EL ANTIGUO HÁBITO DE LA AUSENCIA
Para evitar referirse al tiempo –porque cuando uno lo intenta las palabras adquieren un peso que las hace caer atropelladamente, en un ritmo que quiere sustituir al segundero, al pulso cardíaco y a la rotación planetaria para que unas y otras se dejen atrás y lleguen a decir algo que difícilmente puede ser dicho– en Nadar a oscuras de Beatriz García-Huidobro, novela donde cada párrafo es el mismo día de la niña Bruna que sale del colegio en la ciudad de Mirasol, visita a su anciana vecina, vuelve a su casa, prepara comida para cuando su padre llegue tarde del trabajo, se mete a la cama y duerme, quizá sea mejor preguntarse si la narrativa, la literatura, la palabra escrita es realmente un encadenamiento que expone la materialidad de la vejez, de la muerte y la pervivencia de los seres humanos en sus historias, en las huellas que apenas dejamos en el paisaje, o acaso un balbuceo porfiado ante eso que falta, un arte de la omisión.
Pasa que el arte de la omisión busca la anacronía, y quizá sería acertado decir que Nadar a oscuras es una novela chilena contemporánea, cuando la novela –más que ocurrir– quiere hacerse un espacio: está escrita en presente aunque a veces se vuelve hacia un pasado indeterminado, mediante dos voces que cuentan una cadena de movimientos que está a punto de detenerse: una niña sin madre, hija de un marido sin esposa, se obsesiona con ir a nadar sin visión hacia ciertos antiguos túneles mineros sin entrada ni salida junto a su vecino, un niño sin padre que es hijo de una esposa sin marido; esta niña silenciosa visita todos los días a una anciana parlanchina, la madre sin hija que alguna vez fue esposa de un padre sin hijo en esta ciudad costera sin mar que está cerca de un mar sin playa.

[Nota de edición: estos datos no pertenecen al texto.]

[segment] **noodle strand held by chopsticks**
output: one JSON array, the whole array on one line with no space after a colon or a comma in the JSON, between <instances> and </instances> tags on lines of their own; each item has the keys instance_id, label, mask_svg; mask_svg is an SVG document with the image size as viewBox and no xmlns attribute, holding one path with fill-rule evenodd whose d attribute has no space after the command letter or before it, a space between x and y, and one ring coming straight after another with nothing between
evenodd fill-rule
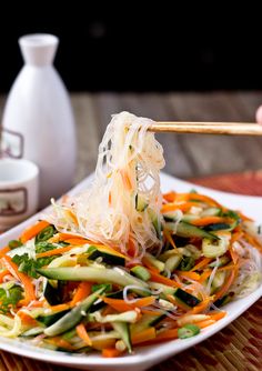
<instances>
[{"instance_id":1,"label":"noodle strand held by chopsticks","mask_svg":"<svg viewBox=\"0 0 262 371\"><path fill-rule=\"evenodd\" d=\"M112 117L99 146L93 183L70 205L78 223L64 217L66 207L61 210L56 205L52 222L58 229L81 233L125 253L132 240L137 258L161 243L152 215L161 222L160 169L164 159L161 144L148 131L151 123L128 112ZM144 210L138 210L138 200Z\"/></svg>"}]
</instances>

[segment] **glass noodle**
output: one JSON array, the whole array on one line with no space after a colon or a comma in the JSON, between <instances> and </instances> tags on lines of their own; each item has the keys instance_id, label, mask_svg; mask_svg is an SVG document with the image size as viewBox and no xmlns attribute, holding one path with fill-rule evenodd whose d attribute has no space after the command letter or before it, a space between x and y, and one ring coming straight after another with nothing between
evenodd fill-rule
<instances>
[{"instance_id":1,"label":"glass noodle","mask_svg":"<svg viewBox=\"0 0 262 371\"><path fill-rule=\"evenodd\" d=\"M151 120L128 112L112 117L99 146L94 180L89 190L47 217L59 231L70 231L134 257L160 245L152 214L161 223L160 169L162 146L148 131ZM138 210L138 200L144 210ZM72 217L73 215L73 217Z\"/></svg>"}]
</instances>

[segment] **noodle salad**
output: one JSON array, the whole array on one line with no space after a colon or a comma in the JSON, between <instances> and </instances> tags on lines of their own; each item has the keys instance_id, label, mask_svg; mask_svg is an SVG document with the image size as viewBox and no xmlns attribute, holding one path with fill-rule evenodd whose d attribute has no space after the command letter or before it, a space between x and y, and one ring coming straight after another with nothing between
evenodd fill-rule
<instances>
[{"instance_id":1,"label":"noodle salad","mask_svg":"<svg viewBox=\"0 0 262 371\"><path fill-rule=\"evenodd\" d=\"M152 121L113 116L91 187L0 250L0 335L103 357L194 337L261 284L260 228L195 191L160 191Z\"/></svg>"}]
</instances>

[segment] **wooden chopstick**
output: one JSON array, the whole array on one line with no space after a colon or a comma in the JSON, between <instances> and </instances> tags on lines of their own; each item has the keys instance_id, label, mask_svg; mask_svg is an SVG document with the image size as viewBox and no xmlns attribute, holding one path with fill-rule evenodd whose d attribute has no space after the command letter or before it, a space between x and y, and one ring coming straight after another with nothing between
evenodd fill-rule
<instances>
[{"instance_id":1,"label":"wooden chopstick","mask_svg":"<svg viewBox=\"0 0 262 371\"><path fill-rule=\"evenodd\" d=\"M149 131L226 136L262 136L262 126L249 122L160 121L152 123Z\"/></svg>"}]
</instances>

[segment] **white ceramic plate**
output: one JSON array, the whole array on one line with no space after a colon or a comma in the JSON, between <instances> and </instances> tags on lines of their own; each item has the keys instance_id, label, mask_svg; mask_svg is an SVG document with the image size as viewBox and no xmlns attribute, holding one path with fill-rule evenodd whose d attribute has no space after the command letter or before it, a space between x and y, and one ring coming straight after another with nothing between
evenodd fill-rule
<instances>
[{"instance_id":1,"label":"white ceramic plate","mask_svg":"<svg viewBox=\"0 0 262 371\"><path fill-rule=\"evenodd\" d=\"M91 181L91 177L83 180L78 184L73 190L70 191L71 194L75 194L82 189L84 189ZM167 174L161 176L162 191L177 190L179 192L188 192L192 188L203 192L208 195L213 197L219 202L225 204L232 209L240 209L248 215L254 218L258 222L262 221L262 198L259 197L246 197L238 195L225 192L213 191L208 188L198 187L192 183L172 178ZM40 214L37 214L29 220L24 221L20 225L13 228L7 233L0 237L0 247L3 247L8 243L9 240L16 239L21 231L33 223ZM26 343L22 343L12 340L0 338L0 349L20 354L23 357L29 357L40 361L47 361L52 363L59 363L67 367L74 367L79 369L89 369L89 370L125 370L125 371L141 371L145 370L153 364L157 364L167 358L174 355L196 343L208 339L213 335L215 332L223 329L225 325L235 320L240 314L242 314L248 308L250 308L258 299L262 295L262 285L250 294L248 298L232 302L225 307L228 315L220 320L218 323L204 329L201 333L194 338L185 340L173 340L163 344L144 347L141 349L135 349L133 355L125 355L117 359L104 359L95 353L90 355L70 355L62 352L48 351L43 349L38 349L30 347Z\"/></svg>"}]
</instances>

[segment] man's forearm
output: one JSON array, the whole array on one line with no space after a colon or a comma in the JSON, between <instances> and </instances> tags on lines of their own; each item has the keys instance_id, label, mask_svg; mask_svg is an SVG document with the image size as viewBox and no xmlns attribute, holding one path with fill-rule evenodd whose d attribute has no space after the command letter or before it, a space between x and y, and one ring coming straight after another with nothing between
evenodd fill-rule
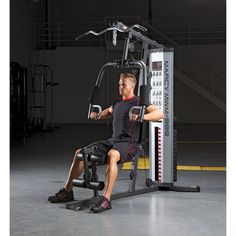
<instances>
[{"instance_id":1,"label":"man's forearm","mask_svg":"<svg viewBox=\"0 0 236 236\"><path fill-rule=\"evenodd\" d=\"M159 121L164 118L164 114L160 110L155 110L144 115L143 119L146 121Z\"/></svg>"},{"instance_id":2,"label":"man's forearm","mask_svg":"<svg viewBox=\"0 0 236 236\"><path fill-rule=\"evenodd\" d=\"M111 114L109 112L109 108L103 110L100 114L99 114L99 120L104 120L104 119L108 119L111 117Z\"/></svg>"}]
</instances>

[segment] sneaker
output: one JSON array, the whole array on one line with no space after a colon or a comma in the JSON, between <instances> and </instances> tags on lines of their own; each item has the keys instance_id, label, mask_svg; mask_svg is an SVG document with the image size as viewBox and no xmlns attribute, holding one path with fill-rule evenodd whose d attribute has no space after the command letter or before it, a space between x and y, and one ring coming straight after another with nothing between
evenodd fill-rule
<instances>
[{"instance_id":1,"label":"sneaker","mask_svg":"<svg viewBox=\"0 0 236 236\"><path fill-rule=\"evenodd\" d=\"M106 197L102 196L101 200L91 207L91 211L93 213L100 213L106 210L111 209L111 201L109 201Z\"/></svg>"},{"instance_id":2,"label":"sneaker","mask_svg":"<svg viewBox=\"0 0 236 236\"><path fill-rule=\"evenodd\" d=\"M72 190L67 192L65 188L62 188L54 196L48 197L48 201L51 203L71 202L74 201L74 193Z\"/></svg>"}]
</instances>

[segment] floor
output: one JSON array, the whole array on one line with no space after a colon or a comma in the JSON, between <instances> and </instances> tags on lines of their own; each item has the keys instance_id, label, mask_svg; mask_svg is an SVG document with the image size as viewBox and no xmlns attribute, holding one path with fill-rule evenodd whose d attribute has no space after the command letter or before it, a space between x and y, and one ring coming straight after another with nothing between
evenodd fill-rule
<instances>
[{"instance_id":1,"label":"floor","mask_svg":"<svg viewBox=\"0 0 236 236\"><path fill-rule=\"evenodd\" d=\"M180 127L181 128L181 127ZM180 141L224 140L222 133L194 134L181 128ZM196 129L199 131L199 129ZM204 129L205 130L205 129ZM215 129L212 129L215 130ZM183 133L186 131L187 136ZM188 131L188 132L187 132ZM204 131L205 132L205 131ZM93 136L91 137L91 133ZM112 210L93 214L51 204L47 197L61 188L76 148L109 136L98 126L61 126L36 133L11 147L11 236L224 236L226 235L226 173L178 171L176 185L199 185L199 193L158 191L117 199ZM210 137L211 136L211 137ZM225 166L225 143L180 142L178 165ZM105 166L98 169L104 179ZM128 170L120 170L114 192L128 189ZM138 171L137 188L145 187L145 171ZM92 196L88 189L74 189L76 199Z\"/></svg>"}]
</instances>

Entonces, en el espacio geográfico, la descripción –la falta de ella– se suspende por completo: no hay tiempo en la ciudad de Mirasol cuando cada día laboral es idéntico al anterior y al que sigue, sólo que la niña Bruna parece salirse del encadenamiento cada vez que cierra los ojos para dirigirse a un túnel –una caverna, una gruta– al que no sabe cómo llegar aunque lo haga siempre en la desesperación, a punto de ahogarse, sobrecogida también por la violencia con que su vecino –él junto a otros niños– la toman y la obligan a permanecer ahí como si hubiera sido condenada por su cuerpo de niña, por cerrar los ojos, por negarse a hablar. Por la omisión.
En el pasado indefinido de su voz, a su vez, la anciana quiere enseñarle a Bruna que el recuerdo de una vida –la suya, la de su marido–, de una serie de momentos cohesionados por la voluntad de unos cuerpos que no querían envejecer ni trabajar para la pervivencia de los otros, también es un ejercicio contra el encadenamiento de los días; la conversación, el cahuín, la historia mantienen a la anciana en un movimiento que la aleja de toda omisión y ambigüedad mientras hable: la localidad de Mirasol antaño era Kamapulafken –lafken significa mar y kamapu, su lejanía–, pues “antes el pueblo se llamaba como su paisaje de colinas alejándose del mar. A los dueños de las minas no les gustaba esta alusión y le cambiaron el nombre a Mirasol. Como si este nuevo nombre hubiese podido cambiar la oscuridad del cielo (…) Como si al decirlo se hubiesen las colinas tornado amarillas y volteado hacia un sol que no se acaba de asomar”.
Para evitar referirse al tiempo me gustaría escribir en una lengua antigua como el mapudungo de ese nombre anterior. Imaginaría así que en castellano –lengua moderna– buscamos tiempo como antes añorábamos un lugar –el mar–, y que en esta mezcla que hablo hoy lo primero es eliminar la añoranza, cambiar cualquier rastro de omisión para mencionar aquello que forma parte de nosotros, aquello que está presente y puede ser útil: el calor, la luz, el beneficio de la mediterraneidad. La novela alguna vez quiso ser también una afirmación que anotara positivamente, desarrollara y encadenara los hechos de los grandes hombres, hasta que nuestro sustrato melancólico la hizo contemporánea y chilena para tratar de decir en fragmentos tenues –también en violentas polifonías de mil páginas– eso que no se puede decir. Porque quien sólo quiere mantener los ojos abiertos cuando no hay más que el sol, el calor y las existencias tórridas de los que trabajan día y noche es posible que quede ciego, que hable demasiado y que escriba una historia de occidente en varios tomos hasta la madrugada, cuando se levante torpemente y, a tientas, pase a llevar la palmatoria que sostiene la vela. Su casa se incendiará, quedará con graves quemaduras que le impedirán contar anécdotas y la niña Bruna podrá entender así que esa anciana no es su madre, que nadie la podrá sustituir, que tendrá que crecer y construir un mundo en la ausencia.
NADAR A OSCURAS. Beatriz García-Huidobro. Lom Ediciones. Santiago, 2007.